Purification, partial characterization, and CNBr-sepharose immobilization of a vasorelaxant glucose/mannose lectin from Canavalia virosa seeds.

A novel mannose/glucose-binding lectin from Canavalia virosa (designated as ConV) has been purified from seeds of C. virosa by affinity chromatography on a mannose-Sepharose 4B column. ConV strongly agglutinates rabbit erythrocytes and was inhibited by monosaccharides (D-mannose, D-glucose, and α-methyl-D-mannoside) and glycoproteins (ovalbumin and fetuin). SDS-PAGE revealed three bands corresponding to three subunits (α, ß, and γ) confirmed by ESI mass spectrometry with exact mass of 25,480 ± 2 Da, 12,864 ± 1 Da, and 12,633 ± 1 Da, respectively. The purified lectin was more stable in pH ranging from 7.0 to 9.0, supported up to 80 ºC without any loss in activity and unaffected by EDTA. ConV showed no toxicity against Artemia sp. nauplii and relaxed endothelized rat aorta, with the participation of the lectin domain. In our tests, the lectin immobilized on CNBr-Sepharose was capable of binding 0.8 mg of ovalbumin per chromatography, allowing the use of ConV as a tool for capture and purification of glycoproteins.

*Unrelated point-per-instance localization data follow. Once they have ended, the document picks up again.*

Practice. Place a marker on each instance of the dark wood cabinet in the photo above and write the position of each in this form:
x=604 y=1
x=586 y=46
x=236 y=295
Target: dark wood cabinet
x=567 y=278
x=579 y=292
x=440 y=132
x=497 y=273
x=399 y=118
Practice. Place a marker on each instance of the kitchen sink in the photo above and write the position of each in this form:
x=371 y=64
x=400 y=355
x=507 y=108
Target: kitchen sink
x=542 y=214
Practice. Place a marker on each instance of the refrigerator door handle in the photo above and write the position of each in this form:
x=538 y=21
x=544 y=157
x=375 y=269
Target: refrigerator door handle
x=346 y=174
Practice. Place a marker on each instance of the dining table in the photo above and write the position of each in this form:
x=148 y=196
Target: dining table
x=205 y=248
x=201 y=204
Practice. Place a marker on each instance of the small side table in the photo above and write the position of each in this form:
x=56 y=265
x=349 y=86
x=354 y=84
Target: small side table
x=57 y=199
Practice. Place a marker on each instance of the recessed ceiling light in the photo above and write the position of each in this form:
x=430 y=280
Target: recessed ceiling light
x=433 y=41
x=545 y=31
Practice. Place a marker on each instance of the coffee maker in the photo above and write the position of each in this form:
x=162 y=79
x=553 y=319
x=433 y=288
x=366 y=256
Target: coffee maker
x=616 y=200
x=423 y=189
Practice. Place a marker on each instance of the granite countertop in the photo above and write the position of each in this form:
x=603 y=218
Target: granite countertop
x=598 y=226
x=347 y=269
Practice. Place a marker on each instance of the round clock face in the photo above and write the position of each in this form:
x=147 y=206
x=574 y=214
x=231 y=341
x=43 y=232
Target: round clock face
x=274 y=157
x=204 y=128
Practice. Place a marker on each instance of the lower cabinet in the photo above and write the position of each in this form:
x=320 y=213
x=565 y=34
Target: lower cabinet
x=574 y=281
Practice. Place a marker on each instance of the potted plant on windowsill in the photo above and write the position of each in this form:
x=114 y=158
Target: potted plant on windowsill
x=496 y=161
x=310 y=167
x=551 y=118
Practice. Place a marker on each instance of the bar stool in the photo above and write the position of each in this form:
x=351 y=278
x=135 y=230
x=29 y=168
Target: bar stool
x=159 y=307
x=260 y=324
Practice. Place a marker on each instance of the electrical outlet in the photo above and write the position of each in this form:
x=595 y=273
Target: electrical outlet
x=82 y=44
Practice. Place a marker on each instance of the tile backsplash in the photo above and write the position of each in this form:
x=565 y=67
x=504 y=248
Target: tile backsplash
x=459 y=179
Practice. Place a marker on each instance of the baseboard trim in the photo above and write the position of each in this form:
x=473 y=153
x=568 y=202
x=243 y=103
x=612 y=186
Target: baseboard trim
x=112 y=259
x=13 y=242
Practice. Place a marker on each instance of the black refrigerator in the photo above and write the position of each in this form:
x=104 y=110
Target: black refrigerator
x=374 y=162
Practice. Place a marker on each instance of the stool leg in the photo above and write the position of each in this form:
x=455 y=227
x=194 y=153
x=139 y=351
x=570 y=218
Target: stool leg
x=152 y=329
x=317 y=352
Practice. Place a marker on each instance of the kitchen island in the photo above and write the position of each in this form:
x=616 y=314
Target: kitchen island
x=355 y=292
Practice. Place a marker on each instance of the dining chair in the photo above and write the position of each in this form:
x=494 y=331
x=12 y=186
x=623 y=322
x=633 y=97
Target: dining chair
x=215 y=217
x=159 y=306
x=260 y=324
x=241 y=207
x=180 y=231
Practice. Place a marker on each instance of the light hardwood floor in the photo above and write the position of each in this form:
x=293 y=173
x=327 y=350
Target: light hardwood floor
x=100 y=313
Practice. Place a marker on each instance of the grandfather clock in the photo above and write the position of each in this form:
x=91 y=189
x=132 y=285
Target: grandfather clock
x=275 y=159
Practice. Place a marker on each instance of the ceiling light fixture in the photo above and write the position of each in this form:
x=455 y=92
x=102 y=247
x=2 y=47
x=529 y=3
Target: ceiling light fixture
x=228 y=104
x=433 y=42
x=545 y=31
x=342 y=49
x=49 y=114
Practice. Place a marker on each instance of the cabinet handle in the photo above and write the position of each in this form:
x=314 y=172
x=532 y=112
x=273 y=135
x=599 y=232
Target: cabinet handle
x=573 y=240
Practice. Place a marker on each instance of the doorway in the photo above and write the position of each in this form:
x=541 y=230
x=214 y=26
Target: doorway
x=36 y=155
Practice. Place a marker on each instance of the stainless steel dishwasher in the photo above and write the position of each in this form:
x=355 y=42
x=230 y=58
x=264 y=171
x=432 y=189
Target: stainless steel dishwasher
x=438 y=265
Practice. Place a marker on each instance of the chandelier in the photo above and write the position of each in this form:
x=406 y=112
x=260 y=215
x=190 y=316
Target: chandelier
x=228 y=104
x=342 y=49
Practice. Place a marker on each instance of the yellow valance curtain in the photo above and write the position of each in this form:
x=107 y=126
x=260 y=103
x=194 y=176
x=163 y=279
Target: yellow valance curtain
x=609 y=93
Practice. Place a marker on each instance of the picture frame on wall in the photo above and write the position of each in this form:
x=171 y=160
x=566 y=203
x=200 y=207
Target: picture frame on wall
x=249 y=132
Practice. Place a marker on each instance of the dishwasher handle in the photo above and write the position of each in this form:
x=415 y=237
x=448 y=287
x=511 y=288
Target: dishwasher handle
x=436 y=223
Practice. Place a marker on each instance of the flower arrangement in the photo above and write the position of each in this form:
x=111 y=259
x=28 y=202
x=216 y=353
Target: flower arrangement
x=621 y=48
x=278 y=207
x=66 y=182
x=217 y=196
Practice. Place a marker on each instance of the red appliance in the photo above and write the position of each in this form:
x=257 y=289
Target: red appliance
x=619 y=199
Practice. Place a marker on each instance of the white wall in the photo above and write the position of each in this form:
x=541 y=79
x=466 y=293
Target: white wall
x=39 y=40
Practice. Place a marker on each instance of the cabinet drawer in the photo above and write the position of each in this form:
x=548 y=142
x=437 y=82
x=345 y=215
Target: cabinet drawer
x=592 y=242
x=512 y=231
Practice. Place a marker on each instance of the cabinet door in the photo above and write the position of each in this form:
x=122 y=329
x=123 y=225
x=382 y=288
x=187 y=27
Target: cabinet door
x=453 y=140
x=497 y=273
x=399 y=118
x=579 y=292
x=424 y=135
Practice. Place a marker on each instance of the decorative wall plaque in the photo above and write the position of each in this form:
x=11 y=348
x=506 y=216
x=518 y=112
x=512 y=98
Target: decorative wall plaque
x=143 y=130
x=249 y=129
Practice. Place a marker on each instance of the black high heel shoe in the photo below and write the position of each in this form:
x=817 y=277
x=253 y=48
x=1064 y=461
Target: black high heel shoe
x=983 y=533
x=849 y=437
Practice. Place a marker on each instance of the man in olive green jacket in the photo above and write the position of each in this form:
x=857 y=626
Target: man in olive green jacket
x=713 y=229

Purification, characterization and partial sequence of a pro-inflammatory lectin from seeds of Canavalia oxyphylla Standl. & L. O. Williams.

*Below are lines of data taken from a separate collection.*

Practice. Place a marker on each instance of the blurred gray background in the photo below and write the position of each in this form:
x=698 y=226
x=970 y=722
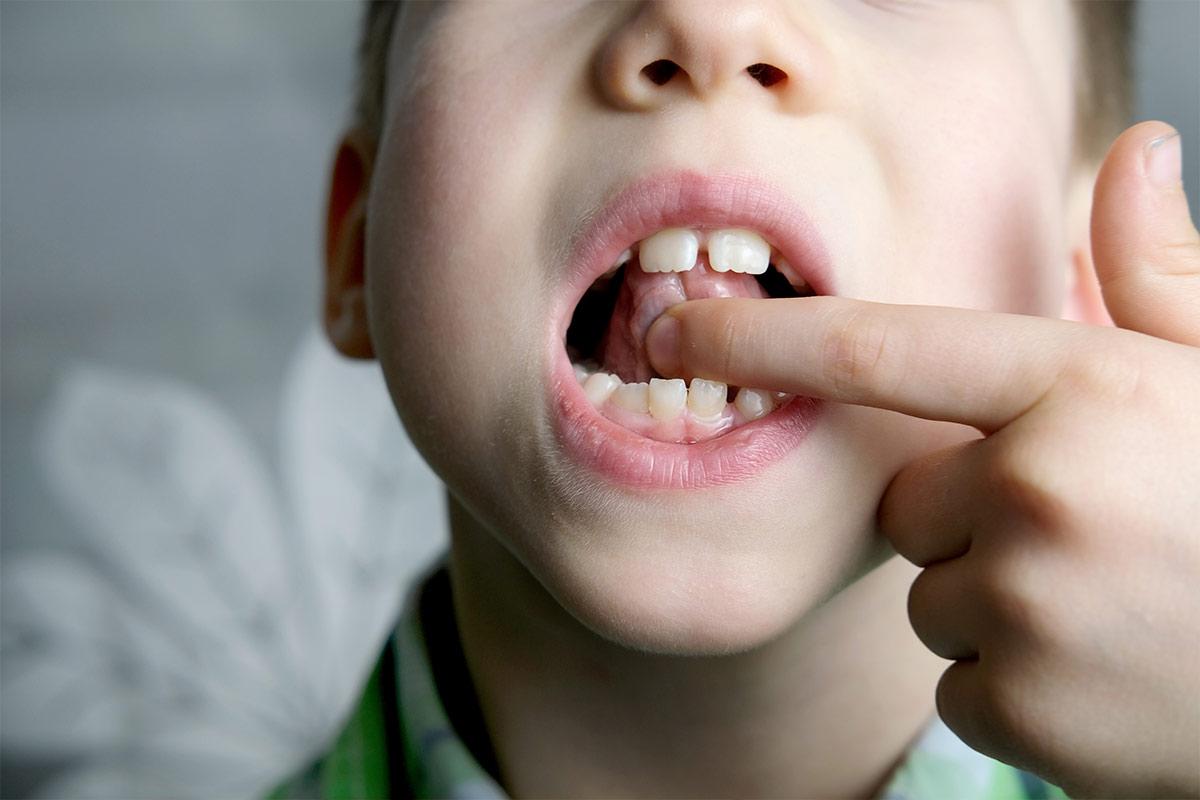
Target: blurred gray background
x=162 y=168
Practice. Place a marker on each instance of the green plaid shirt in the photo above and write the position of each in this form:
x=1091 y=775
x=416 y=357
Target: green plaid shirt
x=401 y=714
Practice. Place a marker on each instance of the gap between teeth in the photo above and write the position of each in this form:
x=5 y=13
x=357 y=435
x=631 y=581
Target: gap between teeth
x=665 y=400
x=730 y=250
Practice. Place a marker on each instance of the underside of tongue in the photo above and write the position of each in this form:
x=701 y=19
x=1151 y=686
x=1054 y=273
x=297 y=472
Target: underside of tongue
x=645 y=296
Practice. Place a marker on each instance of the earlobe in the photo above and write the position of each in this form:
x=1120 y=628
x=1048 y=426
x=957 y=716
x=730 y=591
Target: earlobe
x=345 y=296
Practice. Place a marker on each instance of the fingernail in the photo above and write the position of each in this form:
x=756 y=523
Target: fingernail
x=1164 y=160
x=663 y=344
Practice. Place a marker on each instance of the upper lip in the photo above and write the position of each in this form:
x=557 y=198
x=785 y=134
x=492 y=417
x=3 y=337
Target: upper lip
x=693 y=199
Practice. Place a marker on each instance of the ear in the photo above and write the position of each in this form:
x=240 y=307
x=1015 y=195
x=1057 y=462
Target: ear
x=1083 y=300
x=345 y=304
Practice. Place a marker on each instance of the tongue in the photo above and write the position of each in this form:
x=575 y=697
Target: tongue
x=645 y=296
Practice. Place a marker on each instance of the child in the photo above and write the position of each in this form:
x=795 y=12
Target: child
x=660 y=589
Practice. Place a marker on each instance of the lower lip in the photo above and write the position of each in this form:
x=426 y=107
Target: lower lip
x=633 y=461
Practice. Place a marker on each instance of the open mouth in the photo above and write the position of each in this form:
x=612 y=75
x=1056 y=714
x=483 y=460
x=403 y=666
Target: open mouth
x=669 y=238
x=606 y=336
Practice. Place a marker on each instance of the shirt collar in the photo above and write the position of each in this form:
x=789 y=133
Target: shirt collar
x=939 y=764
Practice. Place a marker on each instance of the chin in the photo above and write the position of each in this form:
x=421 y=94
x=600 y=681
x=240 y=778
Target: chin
x=700 y=583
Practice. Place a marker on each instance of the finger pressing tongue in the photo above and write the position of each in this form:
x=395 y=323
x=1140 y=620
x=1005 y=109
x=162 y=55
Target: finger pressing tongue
x=645 y=296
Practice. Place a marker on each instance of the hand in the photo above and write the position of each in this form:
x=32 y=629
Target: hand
x=1061 y=551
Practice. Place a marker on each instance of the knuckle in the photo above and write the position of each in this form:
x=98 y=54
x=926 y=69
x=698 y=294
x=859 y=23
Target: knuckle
x=1108 y=372
x=1026 y=482
x=857 y=352
x=1002 y=709
x=737 y=341
x=1014 y=602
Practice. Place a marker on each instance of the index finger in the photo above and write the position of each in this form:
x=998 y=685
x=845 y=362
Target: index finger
x=958 y=365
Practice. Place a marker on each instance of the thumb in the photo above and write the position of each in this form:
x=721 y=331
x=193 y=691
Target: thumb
x=1145 y=247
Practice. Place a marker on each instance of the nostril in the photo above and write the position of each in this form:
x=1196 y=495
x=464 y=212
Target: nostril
x=767 y=74
x=660 y=71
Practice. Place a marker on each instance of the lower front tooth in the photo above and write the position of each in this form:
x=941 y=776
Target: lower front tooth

Recent studies have shown that lectins are promising tools for use in various biotechnological processes, as well as studies of various pathological mechanisms, isolation, and characterization of glycoconjugates and understanding the mechanisms underlying pathological mechanisms conditions, including the inflammatory response. This study aimed to purify, characterize physicochemically, and predict the biological activity of Canavalia oxyphylla lectin (CoxyL) in vitro and in vivo. CoxyL was purified by a single-step affinity chromatography in Sephadex® G-50 column. Sodium dodecyl sulfate polyacrylamide gel electrophoresis showed that the pure lectin consists of a major band of 30 kDa (α-chain) and two minor components (ß-chain and γ-chain) of 16 and 13 kDa, respectively. These data were further confirmed by electrospray ionization mass spectrometry, suggesting that CoxyL is a typical ConA-like lectin. In comparison with the average molecular mass of α-chain, the partial amino acid sequence obtained corresponds to approximately 45% of the total CoxyL sequence. CoxyL presented hemagglutinating activity that was specifically inhibited by monosaccharides (D-glucose, D-mannose, and α-methyl-D-mannoside) and glycoproteins (ovalbumin and fetuin). Moreover, CoxyL was shown to be thermostable, exhibiting full hemagglutinating activity up to 60°C, and it was pH-sensitive for 1 h, exhibiting maximal activity at pH 7.0. CoxyL caused toxicity to Artemia nauplii and induced paw edema in rats. This biological activity highlights the importance of lectins as important tools to better understand the mechanisms underlying inflammatory responses.